Our snowman has 3 beacons and is making a headstand XD |
Of course it wasn’t all serious all the time, so after we finished our little exercise, with some childish glee we construced a LVS snowman 😛
Riders of the snowpocalypse. We set up traning camp next to a tyrolian church |
As for the exercise, thankfully, our search times were quite acceptable. Ziga made it a little harder for us to find his beacon, and also practically showed how skewed research can become, when the terrain got steeper with rocks, trees and other obstacles.

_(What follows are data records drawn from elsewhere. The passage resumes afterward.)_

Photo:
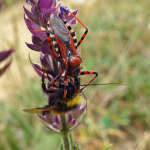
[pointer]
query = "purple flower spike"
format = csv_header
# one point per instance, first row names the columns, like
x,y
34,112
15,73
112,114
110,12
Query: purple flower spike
x,y
45,48
56,119
70,117
34,47
5,54
52,128
31,16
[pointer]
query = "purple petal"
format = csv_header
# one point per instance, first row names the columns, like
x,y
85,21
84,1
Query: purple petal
x,y
43,20
46,63
44,4
46,118
70,117
52,10
56,119
79,52
72,123
3,69
5,54
31,2
76,124
31,25
71,20
78,112
34,47
54,4
45,48
36,41
52,128
57,126
35,12
31,16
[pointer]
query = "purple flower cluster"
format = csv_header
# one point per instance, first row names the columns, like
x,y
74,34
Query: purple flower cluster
x,y
5,54
36,19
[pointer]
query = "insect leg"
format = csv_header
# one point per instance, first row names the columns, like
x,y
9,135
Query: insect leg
x,y
72,32
89,72
46,90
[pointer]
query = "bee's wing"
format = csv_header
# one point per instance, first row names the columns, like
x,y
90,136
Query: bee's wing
x,y
36,110
60,29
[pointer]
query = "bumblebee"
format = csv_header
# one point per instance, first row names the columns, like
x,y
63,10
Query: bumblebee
x,y
56,103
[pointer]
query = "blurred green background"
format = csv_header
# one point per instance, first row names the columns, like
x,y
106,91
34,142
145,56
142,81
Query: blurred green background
x,y
117,46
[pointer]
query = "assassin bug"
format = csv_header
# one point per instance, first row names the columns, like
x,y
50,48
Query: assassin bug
x,y
56,103
63,47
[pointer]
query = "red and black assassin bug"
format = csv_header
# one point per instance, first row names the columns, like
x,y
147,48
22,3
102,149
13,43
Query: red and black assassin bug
x,y
63,47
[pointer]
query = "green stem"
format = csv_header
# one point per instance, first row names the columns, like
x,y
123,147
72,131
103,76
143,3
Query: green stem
x,y
65,134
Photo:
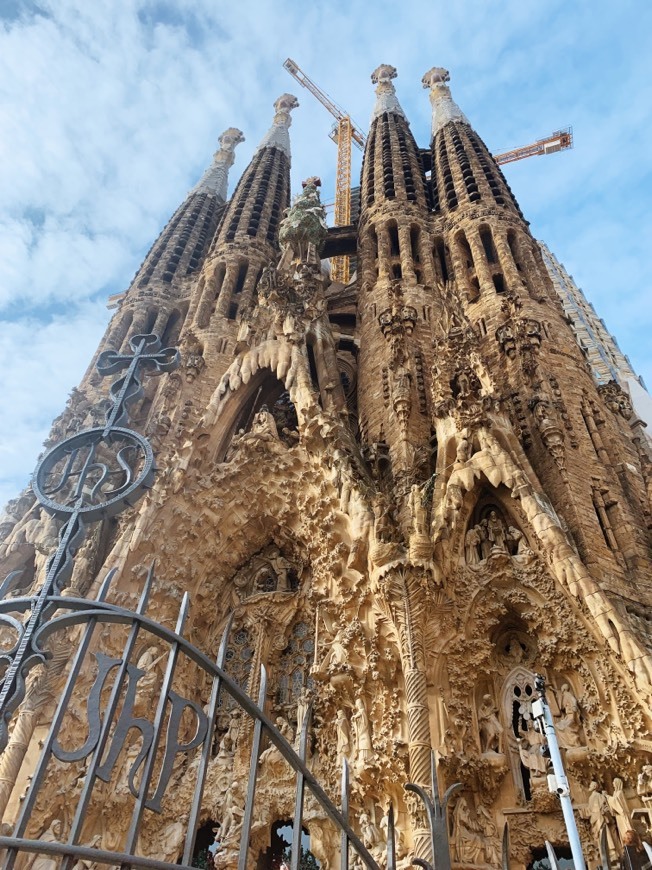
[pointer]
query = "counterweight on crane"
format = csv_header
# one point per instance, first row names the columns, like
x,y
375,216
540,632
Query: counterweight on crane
x,y
558,141
344,132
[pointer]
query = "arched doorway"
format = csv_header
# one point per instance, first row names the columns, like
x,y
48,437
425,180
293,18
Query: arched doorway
x,y
278,850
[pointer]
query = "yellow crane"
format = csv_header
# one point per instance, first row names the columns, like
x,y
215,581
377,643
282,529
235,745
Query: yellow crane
x,y
558,141
344,132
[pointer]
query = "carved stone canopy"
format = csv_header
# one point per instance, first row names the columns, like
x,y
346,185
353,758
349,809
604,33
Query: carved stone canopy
x,y
266,572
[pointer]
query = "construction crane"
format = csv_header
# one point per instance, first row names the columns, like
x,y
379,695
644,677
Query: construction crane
x,y
344,132
558,141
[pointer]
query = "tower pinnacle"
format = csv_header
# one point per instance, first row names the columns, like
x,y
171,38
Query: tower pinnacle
x,y
215,178
386,99
444,107
278,136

Soking wet and its still dumping. I like my new Pieps showel |
It was also good to comparatively see how the different beacons we were using work. We had a Pieps DSP Tour, a Orthovox F1 and a Arva. All of them seem to work reasonably well. Since my Orthovox was the only analog beacon in the mix it was interesting to compare its working to the others. Sure it might seem at first inferior to the new ones, that show range, and the first seems that you’re slower, but unlike the Pieps and certainly didn’t get fooled by the rocks to lead you into the opposite direction where one should be going. I still perfer the audio sonar like workings of an old beacon. It also seems easier for me to home in on more beacons since there interwalls do not match. An open question that remains is how much the intervals of the same types of becons overlap. In a bad situation, if they did that would be a big problem.
Almost there. Aljo joins me after going into the opposite direction for a while. |
Once you come into close proximity search mode, all of the beacons seemed to work the same. What that means is that in training you should get a good feel for how to interpret the signals. In our example Ziga hid his beacon in close proximity to a old tree base, that probably cost us about a minute to look through and find the beacon below it.